Ups, Downs, and Roller Coasting Around
This very late post was relegated to being on a my first available free day because there have been so many ups and downs lately, as there usually is at this time of the year, that I haven’t had time to sit down and write, let alone play games or do any of my normal activities.
Well there is exciting news.
The Last Prophecy was released on Halloween and has done tremendously well! I have been so happy to get this book out, as the story needed so much work, mostly because it is completely integral to the series going on, and as such had to be perfect, but also because it brought a whole lot of challenges and learning experiences I can only thank my editor for. His tireless work is how I got this book out and I couldn’t be more grateful to him for his immense help.
Its also been encouraging because of some of my feedback. I have to share the first words I got back from a friend/fan, I am now calling a frand. (Why not?);
“I hate you.”
Sounds awful doesn’t it? I couldn’t have been more pleased. It was a text sent at midnight during the week for someone who works hard and gets up early. So what had it meant? He stayed up reading it until it was done, got to the end and…wanted more.
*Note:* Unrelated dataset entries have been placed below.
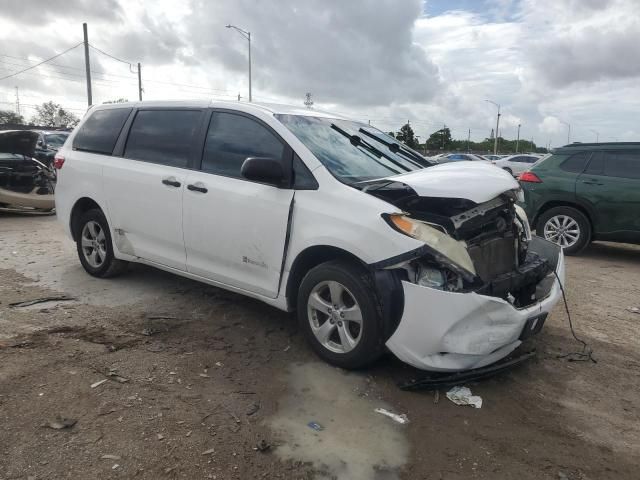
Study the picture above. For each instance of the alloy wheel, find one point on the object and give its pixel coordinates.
(563, 230)
(335, 317)
(94, 244)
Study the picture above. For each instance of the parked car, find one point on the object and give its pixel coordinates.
(371, 244)
(25, 183)
(516, 164)
(49, 142)
(585, 192)
(460, 157)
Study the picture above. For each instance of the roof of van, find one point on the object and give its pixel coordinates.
(572, 147)
(272, 108)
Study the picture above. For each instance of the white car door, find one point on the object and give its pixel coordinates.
(145, 188)
(235, 229)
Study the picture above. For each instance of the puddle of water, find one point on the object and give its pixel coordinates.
(356, 443)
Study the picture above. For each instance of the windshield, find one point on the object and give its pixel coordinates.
(353, 151)
(55, 139)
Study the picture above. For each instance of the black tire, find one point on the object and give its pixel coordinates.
(580, 218)
(110, 266)
(358, 283)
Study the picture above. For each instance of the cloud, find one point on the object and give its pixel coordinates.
(353, 53)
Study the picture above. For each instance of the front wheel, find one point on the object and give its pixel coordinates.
(566, 226)
(95, 250)
(339, 314)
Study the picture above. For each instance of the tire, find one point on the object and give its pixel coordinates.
(96, 254)
(572, 225)
(348, 344)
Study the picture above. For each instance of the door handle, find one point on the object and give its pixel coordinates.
(197, 188)
(171, 181)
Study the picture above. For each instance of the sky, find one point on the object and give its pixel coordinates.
(548, 63)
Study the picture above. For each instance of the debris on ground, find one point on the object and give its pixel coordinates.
(262, 446)
(61, 423)
(253, 408)
(463, 396)
(402, 418)
(28, 303)
(316, 426)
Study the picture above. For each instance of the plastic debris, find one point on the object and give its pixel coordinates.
(98, 383)
(262, 446)
(316, 426)
(402, 418)
(61, 423)
(463, 396)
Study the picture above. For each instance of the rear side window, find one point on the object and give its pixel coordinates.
(622, 164)
(100, 131)
(576, 162)
(163, 136)
(232, 138)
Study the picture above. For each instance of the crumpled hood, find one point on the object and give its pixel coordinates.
(475, 181)
(20, 142)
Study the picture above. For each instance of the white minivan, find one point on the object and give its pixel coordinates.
(371, 244)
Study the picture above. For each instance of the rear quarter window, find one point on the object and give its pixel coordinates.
(99, 133)
(576, 162)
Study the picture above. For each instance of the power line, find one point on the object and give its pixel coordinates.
(44, 61)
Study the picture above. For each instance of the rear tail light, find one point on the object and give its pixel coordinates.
(58, 161)
(530, 177)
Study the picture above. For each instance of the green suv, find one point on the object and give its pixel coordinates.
(585, 192)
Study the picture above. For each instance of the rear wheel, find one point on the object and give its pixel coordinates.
(338, 312)
(566, 226)
(95, 250)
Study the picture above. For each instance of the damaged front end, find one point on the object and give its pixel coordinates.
(478, 287)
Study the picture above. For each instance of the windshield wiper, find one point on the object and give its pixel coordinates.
(400, 149)
(357, 141)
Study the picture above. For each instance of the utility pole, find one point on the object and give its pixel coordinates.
(17, 102)
(87, 65)
(495, 142)
(246, 35)
(568, 131)
(307, 100)
(139, 82)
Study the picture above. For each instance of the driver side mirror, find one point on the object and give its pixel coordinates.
(264, 170)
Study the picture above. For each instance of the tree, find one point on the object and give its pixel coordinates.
(7, 116)
(407, 136)
(440, 139)
(51, 114)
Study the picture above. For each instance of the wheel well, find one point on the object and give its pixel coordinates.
(83, 205)
(560, 203)
(310, 258)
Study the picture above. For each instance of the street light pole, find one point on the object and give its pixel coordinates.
(246, 35)
(495, 142)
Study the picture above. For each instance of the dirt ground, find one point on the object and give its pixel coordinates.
(200, 381)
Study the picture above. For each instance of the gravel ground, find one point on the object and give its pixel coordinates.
(168, 378)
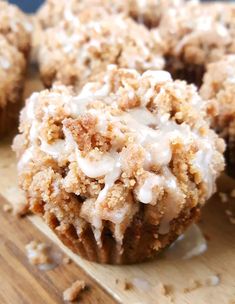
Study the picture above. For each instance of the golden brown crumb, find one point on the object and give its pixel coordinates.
(20, 209)
(194, 284)
(66, 260)
(72, 293)
(37, 253)
(128, 285)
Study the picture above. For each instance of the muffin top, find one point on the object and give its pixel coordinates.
(15, 26)
(12, 67)
(148, 12)
(199, 33)
(123, 141)
(218, 87)
(74, 51)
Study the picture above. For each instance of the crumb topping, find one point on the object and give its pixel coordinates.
(74, 51)
(199, 33)
(148, 12)
(127, 140)
(12, 69)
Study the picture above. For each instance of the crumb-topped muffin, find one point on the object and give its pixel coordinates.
(12, 72)
(15, 26)
(75, 51)
(148, 12)
(197, 34)
(121, 169)
(219, 88)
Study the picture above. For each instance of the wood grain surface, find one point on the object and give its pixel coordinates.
(23, 283)
(19, 279)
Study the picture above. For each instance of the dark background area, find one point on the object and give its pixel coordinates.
(30, 6)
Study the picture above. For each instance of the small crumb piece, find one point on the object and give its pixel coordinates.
(232, 193)
(7, 208)
(213, 280)
(37, 253)
(195, 284)
(72, 293)
(223, 197)
(128, 285)
(66, 260)
(228, 212)
(20, 209)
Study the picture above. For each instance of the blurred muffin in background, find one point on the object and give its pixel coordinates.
(75, 50)
(196, 34)
(15, 26)
(219, 88)
(148, 12)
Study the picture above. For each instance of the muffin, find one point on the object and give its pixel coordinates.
(219, 88)
(148, 12)
(197, 34)
(121, 169)
(74, 52)
(12, 72)
(15, 26)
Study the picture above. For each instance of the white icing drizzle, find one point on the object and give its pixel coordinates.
(153, 132)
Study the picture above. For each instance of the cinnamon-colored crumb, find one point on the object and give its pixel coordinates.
(194, 284)
(20, 209)
(128, 285)
(66, 260)
(37, 253)
(72, 293)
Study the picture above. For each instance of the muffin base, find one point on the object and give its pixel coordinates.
(141, 240)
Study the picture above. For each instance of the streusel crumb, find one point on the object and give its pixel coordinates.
(126, 151)
(73, 292)
(75, 51)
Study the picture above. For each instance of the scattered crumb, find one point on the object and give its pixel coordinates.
(213, 280)
(20, 209)
(166, 291)
(141, 284)
(228, 212)
(7, 208)
(232, 220)
(37, 253)
(128, 285)
(232, 193)
(223, 197)
(72, 293)
(66, 260)
(195, 284)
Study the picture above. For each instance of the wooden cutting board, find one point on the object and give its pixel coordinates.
(175, 272)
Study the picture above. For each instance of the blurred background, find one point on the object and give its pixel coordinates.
(30, 6)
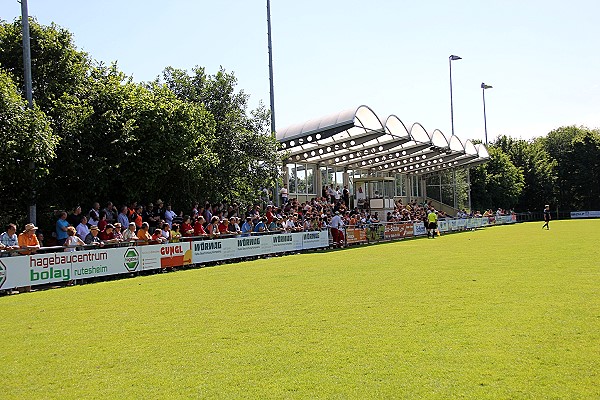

Wanting more is the biggest compliment I think an author can get, and I am very flattered by that, regardless of the words used to convey it.
I can also finally show you the first piece of commissioned work for the promo video coming out next year. That is if you aren’t following me on FB where it’s been adored!
Done by the artist Nushie, ( http://nushie.com/), we are collaborating to make a few of these, but I’m going to be cruel and only show you this one until the video comes out.
Hey, if Mr. Martin can torture his fans why can’t I?
Ok, so I’ll probably fold and show you the next one in my excitement but at least let’s pretend I can hold out.
Then there are downs.
When someone you love is terminally ill it’s infuriating that life doesn’t, can’t and won’t stop. The helplessness, frustration and inevitability of it has left me breathless, so full of emotion I didn’t know how to express; there simply hasn’t been enough tears I can cry.
But you get up and carry on, even if a part of you won’t let go and is never the same.
If only it were as easy as those words.
I am simply grateful for the loved ones around me who support me through both; the good and the very bad. In both instances they have made the moments that more memorable, knowing I have such family and friends coming together during such a chaotic and emotional time.